Micah hat eine Kamera gekauft, denn seit einiger Zeit wird Katie wieder von etwas verfolgt. Es begann, als sie 8 Jahre alt war, seitdem folgt es ihr, und nun beginnt es erneut. Geräusche, kleinere Aktivitäten, ihr Name geflüstert, sie fürchtet sich. Die beiden suchen das Gespräch eines Mediums, dieser verweist sie an einen Spezialisten für Dämonen. Während Katies Angst täglich wächst, scheint es Micah eher als Spiel zu sehen, er provoziert den Dämon und tut so ziemlich alles, wovor das Medium sie beide gewarnt hat. Die Aktivitäten werden heftiger, und als sie den Dämonenspezialisten kontaktieren wollen, ist dieser nicht erreichbar.
PARANORMAL ACTIVITIES ist klar ein Low Budget Film, dessen Kameraführung an Blair Witch erinnert. Natürlich soll auch dieser Film auf realen Begebenheiten basieren. Mal baut Micah die Kamera auf (nachts), meist trägt er sie tagsüber ständig bei sich. Er filmt alles und jeden, was sowohl den Gefilmten als auch dem Zuschauer recht schnell auf die Nerven geht, aber es ist Teil des Filmes und gehört dazu. Ebenso gehört dazu, wie unlogisch und vor allem unqualifiziert Micah reagiert. Spätestens, als er durch die Kamera die untrüglichen Beweise dafür hat, dass etwas geschieht, das mit dem normalen Verstand vorerst nicht zu erklären ist, sollte er den Fachmann anrufen und akzeptieren, dass etwas nicht stimmt. Auch, dass er die Ängste seiner Freundin komplett ignoriert, machte mich während des Filmes ziemlich wütend, sodass ich mir immer wieder die Frage stellte, warum sie ihm nicht schon längst den Laufpass gegeben hat.

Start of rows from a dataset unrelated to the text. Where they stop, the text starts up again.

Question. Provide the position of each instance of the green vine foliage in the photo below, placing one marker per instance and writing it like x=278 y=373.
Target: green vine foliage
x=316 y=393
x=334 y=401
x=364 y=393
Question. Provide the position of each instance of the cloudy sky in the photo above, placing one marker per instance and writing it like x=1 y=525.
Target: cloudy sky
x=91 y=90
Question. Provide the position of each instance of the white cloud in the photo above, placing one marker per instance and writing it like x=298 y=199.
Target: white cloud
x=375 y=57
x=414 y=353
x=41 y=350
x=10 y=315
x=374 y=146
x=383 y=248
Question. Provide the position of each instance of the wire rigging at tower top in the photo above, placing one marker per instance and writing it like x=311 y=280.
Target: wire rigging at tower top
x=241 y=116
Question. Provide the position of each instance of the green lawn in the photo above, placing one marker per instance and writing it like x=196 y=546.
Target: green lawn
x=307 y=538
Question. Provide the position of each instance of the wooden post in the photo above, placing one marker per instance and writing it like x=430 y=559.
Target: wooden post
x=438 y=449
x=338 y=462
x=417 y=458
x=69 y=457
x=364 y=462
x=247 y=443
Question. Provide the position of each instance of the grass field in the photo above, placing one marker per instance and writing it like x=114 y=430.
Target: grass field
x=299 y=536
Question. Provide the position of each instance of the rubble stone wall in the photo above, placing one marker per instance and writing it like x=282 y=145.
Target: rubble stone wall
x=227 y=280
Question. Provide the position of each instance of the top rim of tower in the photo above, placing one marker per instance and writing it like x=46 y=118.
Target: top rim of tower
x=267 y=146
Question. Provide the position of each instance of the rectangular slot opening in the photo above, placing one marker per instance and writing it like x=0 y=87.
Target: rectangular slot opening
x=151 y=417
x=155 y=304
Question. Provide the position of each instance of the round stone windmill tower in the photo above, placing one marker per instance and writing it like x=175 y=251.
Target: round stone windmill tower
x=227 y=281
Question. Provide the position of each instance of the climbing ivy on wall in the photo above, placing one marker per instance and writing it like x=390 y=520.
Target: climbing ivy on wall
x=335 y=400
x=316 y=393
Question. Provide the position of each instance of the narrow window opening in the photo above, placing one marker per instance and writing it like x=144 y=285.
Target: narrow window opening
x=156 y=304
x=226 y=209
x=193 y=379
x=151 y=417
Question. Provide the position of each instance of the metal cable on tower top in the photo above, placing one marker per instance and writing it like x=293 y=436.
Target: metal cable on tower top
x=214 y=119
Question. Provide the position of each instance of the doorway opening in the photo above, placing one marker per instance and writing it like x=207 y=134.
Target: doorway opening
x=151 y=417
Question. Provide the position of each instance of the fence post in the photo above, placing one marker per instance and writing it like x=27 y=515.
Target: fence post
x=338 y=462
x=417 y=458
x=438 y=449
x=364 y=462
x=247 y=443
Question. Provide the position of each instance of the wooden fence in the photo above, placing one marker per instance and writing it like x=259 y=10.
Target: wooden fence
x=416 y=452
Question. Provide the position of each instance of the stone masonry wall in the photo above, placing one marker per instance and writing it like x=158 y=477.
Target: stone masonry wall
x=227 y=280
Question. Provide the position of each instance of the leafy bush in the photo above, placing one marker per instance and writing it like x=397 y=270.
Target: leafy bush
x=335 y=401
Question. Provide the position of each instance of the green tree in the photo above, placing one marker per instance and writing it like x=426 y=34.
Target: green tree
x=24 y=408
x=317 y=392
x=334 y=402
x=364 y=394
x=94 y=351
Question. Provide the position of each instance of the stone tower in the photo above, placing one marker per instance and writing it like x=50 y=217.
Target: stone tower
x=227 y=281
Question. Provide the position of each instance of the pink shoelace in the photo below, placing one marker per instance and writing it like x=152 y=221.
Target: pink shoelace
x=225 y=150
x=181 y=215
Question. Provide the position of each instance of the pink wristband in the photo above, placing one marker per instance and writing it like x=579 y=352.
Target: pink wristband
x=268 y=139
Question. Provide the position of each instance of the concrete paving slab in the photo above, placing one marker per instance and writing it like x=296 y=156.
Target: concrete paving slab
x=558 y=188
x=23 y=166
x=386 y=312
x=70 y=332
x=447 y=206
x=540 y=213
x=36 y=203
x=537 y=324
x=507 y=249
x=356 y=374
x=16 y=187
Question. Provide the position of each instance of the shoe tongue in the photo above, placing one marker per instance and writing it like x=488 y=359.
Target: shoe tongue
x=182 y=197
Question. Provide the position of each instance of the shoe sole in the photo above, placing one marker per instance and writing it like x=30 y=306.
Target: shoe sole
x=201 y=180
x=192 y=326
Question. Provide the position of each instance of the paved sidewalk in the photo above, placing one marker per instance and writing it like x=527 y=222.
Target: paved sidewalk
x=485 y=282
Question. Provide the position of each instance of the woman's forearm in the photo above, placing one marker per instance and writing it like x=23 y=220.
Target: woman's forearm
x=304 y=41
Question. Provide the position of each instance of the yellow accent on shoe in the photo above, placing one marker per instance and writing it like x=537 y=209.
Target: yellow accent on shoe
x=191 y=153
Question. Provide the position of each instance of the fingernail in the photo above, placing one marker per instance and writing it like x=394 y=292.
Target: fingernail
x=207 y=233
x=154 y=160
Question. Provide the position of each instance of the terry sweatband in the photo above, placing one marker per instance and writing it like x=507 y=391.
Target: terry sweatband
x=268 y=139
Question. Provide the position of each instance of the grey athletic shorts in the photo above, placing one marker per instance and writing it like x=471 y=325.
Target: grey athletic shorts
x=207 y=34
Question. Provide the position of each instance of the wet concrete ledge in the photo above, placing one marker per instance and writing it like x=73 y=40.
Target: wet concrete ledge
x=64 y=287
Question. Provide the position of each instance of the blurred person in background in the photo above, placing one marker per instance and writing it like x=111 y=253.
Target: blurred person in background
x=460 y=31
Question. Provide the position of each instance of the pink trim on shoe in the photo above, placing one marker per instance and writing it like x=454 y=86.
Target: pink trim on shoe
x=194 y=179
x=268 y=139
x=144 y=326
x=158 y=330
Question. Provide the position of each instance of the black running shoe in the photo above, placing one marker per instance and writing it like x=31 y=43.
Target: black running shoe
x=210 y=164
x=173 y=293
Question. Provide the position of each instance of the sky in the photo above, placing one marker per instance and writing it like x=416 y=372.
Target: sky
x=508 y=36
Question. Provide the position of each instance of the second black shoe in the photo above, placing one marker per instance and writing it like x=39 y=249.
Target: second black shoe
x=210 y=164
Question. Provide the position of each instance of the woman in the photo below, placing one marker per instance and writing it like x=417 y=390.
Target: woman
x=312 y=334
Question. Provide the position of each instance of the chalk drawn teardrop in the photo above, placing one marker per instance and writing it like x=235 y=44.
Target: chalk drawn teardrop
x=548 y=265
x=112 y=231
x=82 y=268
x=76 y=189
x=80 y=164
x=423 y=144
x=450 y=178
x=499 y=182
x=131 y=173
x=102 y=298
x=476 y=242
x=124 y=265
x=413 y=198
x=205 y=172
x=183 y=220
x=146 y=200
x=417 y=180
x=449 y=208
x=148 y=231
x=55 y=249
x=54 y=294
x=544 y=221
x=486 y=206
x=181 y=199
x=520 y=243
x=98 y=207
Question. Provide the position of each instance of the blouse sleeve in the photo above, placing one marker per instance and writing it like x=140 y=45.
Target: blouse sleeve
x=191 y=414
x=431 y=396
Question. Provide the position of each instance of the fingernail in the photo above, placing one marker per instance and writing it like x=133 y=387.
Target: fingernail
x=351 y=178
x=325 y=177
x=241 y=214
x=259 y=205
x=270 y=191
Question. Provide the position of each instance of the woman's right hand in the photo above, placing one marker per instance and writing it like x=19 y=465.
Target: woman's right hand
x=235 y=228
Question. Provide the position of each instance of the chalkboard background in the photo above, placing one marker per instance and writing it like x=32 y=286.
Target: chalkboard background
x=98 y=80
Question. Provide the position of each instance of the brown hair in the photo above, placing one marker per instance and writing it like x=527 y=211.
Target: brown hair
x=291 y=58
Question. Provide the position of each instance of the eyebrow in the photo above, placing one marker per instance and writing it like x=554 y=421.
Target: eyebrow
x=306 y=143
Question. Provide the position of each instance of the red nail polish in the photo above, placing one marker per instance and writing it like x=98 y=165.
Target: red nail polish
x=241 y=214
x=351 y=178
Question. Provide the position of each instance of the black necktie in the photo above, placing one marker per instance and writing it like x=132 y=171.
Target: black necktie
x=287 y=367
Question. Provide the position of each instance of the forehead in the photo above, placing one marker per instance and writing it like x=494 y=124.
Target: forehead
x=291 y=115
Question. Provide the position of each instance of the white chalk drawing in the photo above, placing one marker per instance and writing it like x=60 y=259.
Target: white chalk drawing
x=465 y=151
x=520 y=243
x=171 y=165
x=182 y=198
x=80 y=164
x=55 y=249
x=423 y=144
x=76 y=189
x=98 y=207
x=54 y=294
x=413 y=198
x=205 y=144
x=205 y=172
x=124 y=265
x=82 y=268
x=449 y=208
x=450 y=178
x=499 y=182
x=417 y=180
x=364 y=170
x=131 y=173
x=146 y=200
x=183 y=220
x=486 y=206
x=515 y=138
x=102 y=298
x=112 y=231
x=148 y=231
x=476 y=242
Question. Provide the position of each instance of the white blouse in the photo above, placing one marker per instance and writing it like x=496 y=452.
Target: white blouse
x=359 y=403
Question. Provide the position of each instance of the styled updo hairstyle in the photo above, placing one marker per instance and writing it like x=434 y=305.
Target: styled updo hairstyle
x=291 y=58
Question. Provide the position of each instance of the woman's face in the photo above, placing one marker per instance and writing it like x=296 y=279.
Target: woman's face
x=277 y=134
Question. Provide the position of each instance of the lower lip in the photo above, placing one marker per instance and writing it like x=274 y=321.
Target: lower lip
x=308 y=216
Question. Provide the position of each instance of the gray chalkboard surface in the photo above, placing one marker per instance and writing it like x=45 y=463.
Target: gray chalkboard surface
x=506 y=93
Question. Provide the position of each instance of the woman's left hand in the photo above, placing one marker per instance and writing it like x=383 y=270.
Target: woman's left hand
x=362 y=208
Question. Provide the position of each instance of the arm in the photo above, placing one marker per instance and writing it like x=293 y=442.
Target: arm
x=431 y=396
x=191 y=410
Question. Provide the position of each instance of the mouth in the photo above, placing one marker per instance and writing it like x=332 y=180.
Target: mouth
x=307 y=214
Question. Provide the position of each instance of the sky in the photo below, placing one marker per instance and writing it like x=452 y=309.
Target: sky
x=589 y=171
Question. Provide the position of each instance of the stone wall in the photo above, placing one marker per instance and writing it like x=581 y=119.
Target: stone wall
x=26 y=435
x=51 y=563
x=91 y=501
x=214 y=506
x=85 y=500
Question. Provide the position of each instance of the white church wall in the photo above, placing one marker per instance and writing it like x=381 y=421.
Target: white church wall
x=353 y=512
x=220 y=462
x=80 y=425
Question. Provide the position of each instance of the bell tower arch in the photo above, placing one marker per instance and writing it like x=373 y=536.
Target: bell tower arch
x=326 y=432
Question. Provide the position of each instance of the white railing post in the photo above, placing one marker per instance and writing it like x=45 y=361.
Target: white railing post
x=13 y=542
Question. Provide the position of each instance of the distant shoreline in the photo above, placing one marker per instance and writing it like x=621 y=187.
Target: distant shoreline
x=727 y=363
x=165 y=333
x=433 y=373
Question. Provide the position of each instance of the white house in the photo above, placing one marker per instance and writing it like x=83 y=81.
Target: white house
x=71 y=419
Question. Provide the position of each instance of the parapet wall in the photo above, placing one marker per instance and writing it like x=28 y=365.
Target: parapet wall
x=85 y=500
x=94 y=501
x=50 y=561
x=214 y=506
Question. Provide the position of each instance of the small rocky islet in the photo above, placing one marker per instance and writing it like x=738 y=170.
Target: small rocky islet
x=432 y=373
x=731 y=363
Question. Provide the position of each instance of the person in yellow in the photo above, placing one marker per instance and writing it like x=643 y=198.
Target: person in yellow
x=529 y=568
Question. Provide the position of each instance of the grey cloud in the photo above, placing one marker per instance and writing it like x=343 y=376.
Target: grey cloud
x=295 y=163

Aber wie gesagt, dies ist Teil des Filmes, der Handlung, es stellt den Alltag der beiden dar und ist durch diese Handkamera ziemlich gut gelungen. Der Aufbau ist schleichend, anfangs beginnt es sehr ruhig, es geschieht nicht viel außer einer sich bewegenden Tür. Die Aktivitäten werden heftiger, die Reaktionen der beiden werden immer emotionaler, es kommt zu Konflikten zwischen den beiden bis hin an den Punkt, als es tatsächlich körperlich wird und der Dämon Katie real bedroht, die Spannungskurve ist bis hin zum etwas zu abrupten Ende perfekt aufgebaut. Durch diesen schrittweisen Aufbau gelingt es dem Filmemacher, mit einfachen Möglichkeiten wie dem An- und Ausschalten des Lichts im Flur oder einer schwingenden Deckenlampe Grusel zu erzeugen.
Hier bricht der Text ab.